Molly shrugged. ‘Not great. We’re very remote, and I don’t think you can see the bottom of the cliff from the road. We could light a fire, that might get some attention, but not if there’s no one nearby to see it.’

‘Fuck that,’ said Roddy. ‘We need to do something. I’m not sitting around on my arse waiting to freeze to death.’

Molly nodded. ‘Fair enough.’

She looked up at the cliff face. It was completely unclimbable.

‘Well, there’s no chance of getting back up that way,’ she said, and turned to look both ways along the coast. ‘Looks like we’ll have to start walking, but it’s not going to be easy.’

‘Why not?’ said Roddy.

‘It’s freezing cold, almost dark and the tide is coming in. Judging by where the grass starts, the water could come up another thirty yards.’

They all looked along the coastline. The shelf in the cliff petered out in both directions after a few hundred yards. Lower down, the beach was peppered with huge boulders in one direction, and hidden by a jutting headland in the other.

‘We need to do something,’ said Luke.

‘Let’s just start walking,’ said Roddy.

‘Which way?’ said Adam.

‘Well,’ said Molly. She pointed in the boulder-strewn direction. ‘That’s east, so Port Ellen is that way, but it’s quite a few miles away, and I’ve no idea what the coast is like between here and there. What we can see from here doesn’t look too easy to get across.’

She turned towards the headland. ‘That way is the American Monument, it’s definitely closer. I know there’s a farm near it, Upper Killeyan, and a clifftop path at the monument, but I don’t know if there’s a way up from the beach.’

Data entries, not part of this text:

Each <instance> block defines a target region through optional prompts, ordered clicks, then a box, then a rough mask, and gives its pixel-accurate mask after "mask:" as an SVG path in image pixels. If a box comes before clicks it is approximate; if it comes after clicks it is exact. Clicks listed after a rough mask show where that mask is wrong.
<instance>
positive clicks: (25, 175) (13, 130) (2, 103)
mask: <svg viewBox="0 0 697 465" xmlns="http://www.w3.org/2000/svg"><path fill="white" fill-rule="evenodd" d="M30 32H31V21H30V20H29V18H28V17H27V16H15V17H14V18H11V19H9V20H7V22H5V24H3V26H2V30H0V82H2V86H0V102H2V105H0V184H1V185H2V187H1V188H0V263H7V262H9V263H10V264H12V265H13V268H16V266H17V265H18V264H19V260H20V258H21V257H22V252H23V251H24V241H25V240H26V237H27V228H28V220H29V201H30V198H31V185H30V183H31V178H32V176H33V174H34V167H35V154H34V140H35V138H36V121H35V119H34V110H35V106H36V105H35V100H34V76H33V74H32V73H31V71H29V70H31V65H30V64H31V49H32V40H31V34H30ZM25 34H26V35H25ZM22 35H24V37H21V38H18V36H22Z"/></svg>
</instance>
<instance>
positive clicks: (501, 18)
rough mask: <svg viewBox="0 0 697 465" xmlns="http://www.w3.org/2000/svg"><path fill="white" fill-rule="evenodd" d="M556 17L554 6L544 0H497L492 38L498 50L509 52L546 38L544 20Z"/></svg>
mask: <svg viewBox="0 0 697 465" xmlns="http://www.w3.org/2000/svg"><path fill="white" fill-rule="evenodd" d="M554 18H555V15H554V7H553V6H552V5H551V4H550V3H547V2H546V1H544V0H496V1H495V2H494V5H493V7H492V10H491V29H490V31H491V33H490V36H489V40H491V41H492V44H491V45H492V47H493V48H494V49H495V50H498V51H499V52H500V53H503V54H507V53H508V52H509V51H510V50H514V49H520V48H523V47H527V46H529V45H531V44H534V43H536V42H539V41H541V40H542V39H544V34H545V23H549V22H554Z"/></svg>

‘What about mobile reception?’ said Luke. ‘Which way’s better for getting a signal?’

Molly shook her head. ‘There’s no reception anywhere on the Oa. Hardly anyone lives here, there’s never been a need.’

Roddy turned to Adam and laughed. ‘You were going to start up your own business in a place that doesn’t even have mobile reception? Jesus Christ.’

Adam glared at him.

‘Oh, fuck you,’ said Roddy, getting his coke tin out and tooting a line.

‘I don’t think that’ll help,’ said Adam.

‘Fuck off, I need it for the pain.’ Roddy waved the box around. ‘Anyone want a line?’

They all stared at him, incredulous.

‘Suit yourselves.’

‘So which way?’ said Luke eventually.

Snowflakes disappeared as they hit the wet ground around them, but left a thin white layer on their shoulders.

Adam shrugged.

‘I think west,’ said Molly, turning. ‘The terrain looks easier and we know there’s a farmhouse not too far away.’

‘West it is,’ said Roddy, snorting another line and sniffing.